Allerdings macht der Satz ja so keinen Sinn. Könnte es auch
ein Schreibfehler sein und dass das wirklich ..anfall heißen
sollte? Eine Rückfrage schadet nicht.


----------



## Perfektionist (4 Oktober 2010)

Selbstverständlich heisst das Arbeitsanfall. Gib das Zeugnis zur Korrektur - und Du wirst sehen, das wird einen Lachanfall auslösen, wenn Du da nicht selbstbewusst genug autrittst wenn Du das als Schreibfehler monierst.


----------



## Larry Laffer (4 Oktober 2010)

Gerhard Bäurle schrieb:


> Eine Rückfrage schadet nicht.


 
Das sehe ich hier genauso ... nicht so viel grübeln ... lieber mehr miteinander reden ...

Gruß
Larry


----------



## Lipperlandstern (4 Oktober 2010)

Aber der Satz selber ist schon seltsam, oder ? So etwas habe ich in noch keinem Zeugniss gelesen.

Hab es aber HIER im Internet gefunden. Bist du Österreicher ?


----------



## Perfektionist (4 Oktober 2010)

... noch was: zähle mal die Anzahl der Buchstaben "s" auf dem Blatt, das Dir Dein Arbeitgeber als "Zeugnis" überreicht hat. Falls sich dort noch ein Schreibfehler verbergen sollte (was ich jetzt mal spontan nicht mehr ausschliessen will), könnte man den auch gleich mitbeseitigen lasssen


----------



## LarsVader (4 Oktober 2010)

Das "jederzeit" erweckt den Eindruck, dass man bei Dir ständig mit einem Unfall rechnen muss. 
Aber wie schon geschrieben wurde, solltest Du erst mal das Gespräch suchen. 
Ich habe auch schon erlebt, dass jemand es mit seiner Formulierung gut gemeint hatte. Selber dann aber gar nicht bemerkt hat, dass es sich negativ anhört.


----------



## Sockenralf (4 Oktober 2010)

Hallo,

wenn da steht:
"Auch stärkstem Arbeitsanfall ist Herr XY jederzeit gewachsen", dann ist das m. M. nach ein ordenliches Lob und nix negatives


MfG


----------



## IBFS (4 Oktober 2010)

Sockenralf schrieb:


> wenn da steht:
> "Auch stärkstem Arbeitsanfall ist Herr XY jederzeit gewachsen", dann ist das m. M. nach ein ordenliches Lob und nix negatives


 
komisch klingt es dennoch für mich. 

Frank


----------



## Gerhard Bäurle (4 Oktober 2010)

Sockenralf schrieb:


> Hallo,
> wenn da steht:
> "Auch stärkstem Arbeitsanfall ist Herr XY jederzeit gewachsen", dann ist das m. M. nach ein ordenliches Lob und nix negatives



Steht da aber nicht.


----------



## PID (4 Oktober 2010)

Sockenralf schrieb:


> Hallo,
> 
> wenn da steht:
> "Auch stärkstem Arbeitsanfall ist Herr XY jederzeit gewachsen", dann ist das m. M. nach ein ordenliches Lob und nix negatives
> ...



Für mich ist das eine negative Aussage, auch wenn diese duch den AG nicht erwünscht war. Denn für mich ist es wichtig das ein Mitarbeiter dem stärksten Arbeistanfall nicht nur gewachsen ist, sondern ihn auch bewältigen kann.

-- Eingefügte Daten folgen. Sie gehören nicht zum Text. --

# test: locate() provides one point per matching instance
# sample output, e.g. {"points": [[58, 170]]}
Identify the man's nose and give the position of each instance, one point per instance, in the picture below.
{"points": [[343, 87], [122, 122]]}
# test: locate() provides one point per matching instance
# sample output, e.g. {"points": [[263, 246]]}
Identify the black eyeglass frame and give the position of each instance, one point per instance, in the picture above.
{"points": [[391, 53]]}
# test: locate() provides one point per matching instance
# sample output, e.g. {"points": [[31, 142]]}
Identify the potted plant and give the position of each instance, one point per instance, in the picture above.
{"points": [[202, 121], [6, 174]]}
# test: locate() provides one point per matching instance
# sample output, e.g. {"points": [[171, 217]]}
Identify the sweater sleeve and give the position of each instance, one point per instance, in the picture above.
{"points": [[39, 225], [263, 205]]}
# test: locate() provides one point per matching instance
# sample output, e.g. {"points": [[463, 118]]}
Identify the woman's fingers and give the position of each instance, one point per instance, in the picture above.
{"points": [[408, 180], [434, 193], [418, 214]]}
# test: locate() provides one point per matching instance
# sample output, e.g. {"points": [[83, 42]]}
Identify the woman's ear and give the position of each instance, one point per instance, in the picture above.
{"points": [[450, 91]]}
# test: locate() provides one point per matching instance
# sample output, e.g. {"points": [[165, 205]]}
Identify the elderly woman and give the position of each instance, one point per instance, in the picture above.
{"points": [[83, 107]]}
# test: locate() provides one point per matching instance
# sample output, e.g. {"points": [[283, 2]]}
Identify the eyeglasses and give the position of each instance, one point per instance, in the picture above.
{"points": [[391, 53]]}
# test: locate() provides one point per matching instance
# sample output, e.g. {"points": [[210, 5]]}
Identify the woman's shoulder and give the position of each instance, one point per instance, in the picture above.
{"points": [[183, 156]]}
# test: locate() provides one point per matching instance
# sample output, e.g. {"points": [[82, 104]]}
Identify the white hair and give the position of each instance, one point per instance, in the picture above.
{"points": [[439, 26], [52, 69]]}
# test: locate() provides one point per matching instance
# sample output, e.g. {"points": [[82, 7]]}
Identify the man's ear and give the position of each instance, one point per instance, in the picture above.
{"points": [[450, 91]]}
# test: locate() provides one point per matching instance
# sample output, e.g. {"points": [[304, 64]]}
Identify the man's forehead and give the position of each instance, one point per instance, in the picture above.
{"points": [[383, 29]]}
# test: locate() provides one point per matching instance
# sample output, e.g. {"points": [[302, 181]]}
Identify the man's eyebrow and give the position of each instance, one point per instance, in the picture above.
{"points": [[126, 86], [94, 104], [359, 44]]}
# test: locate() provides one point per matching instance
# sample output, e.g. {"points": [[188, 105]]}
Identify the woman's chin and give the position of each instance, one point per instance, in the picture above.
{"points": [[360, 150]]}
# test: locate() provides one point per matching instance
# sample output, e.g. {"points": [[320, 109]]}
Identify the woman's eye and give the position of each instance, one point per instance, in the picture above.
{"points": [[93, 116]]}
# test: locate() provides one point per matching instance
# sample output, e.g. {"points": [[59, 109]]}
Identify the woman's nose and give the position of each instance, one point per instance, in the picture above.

Zeugnisse sind eine recht komplizierte Sache, auch wenn die versteckten Signale verboten wurden.


----------



## bike (4 Oktober 2010)

PID schrieb:


> Für mich ist das eine negative Aussage, auch wenn diese duch den AG nicht erwünscht war. Denn für mich ist es wichtig das ein Mitarbeiter dem stärksten Arbeistanfall nicht nur gewachsen ist, sondern ihn auch bewältigen kann.
> 
> Zeugnisse sind eine recht komplizierte Sache, auch wenn die versteckten Signale verboten wurden.



Muss denn jede Formulierung negativ sein? 
Hinter jeder Formulierung etwas böses zu vermuten macht es auch nicht besser. 

Wobei Arbeitsanfall für mich kein deutsches Wort ist. 
Ich kenne den Wutanfall, aber Arbeitsanfall eher weniger.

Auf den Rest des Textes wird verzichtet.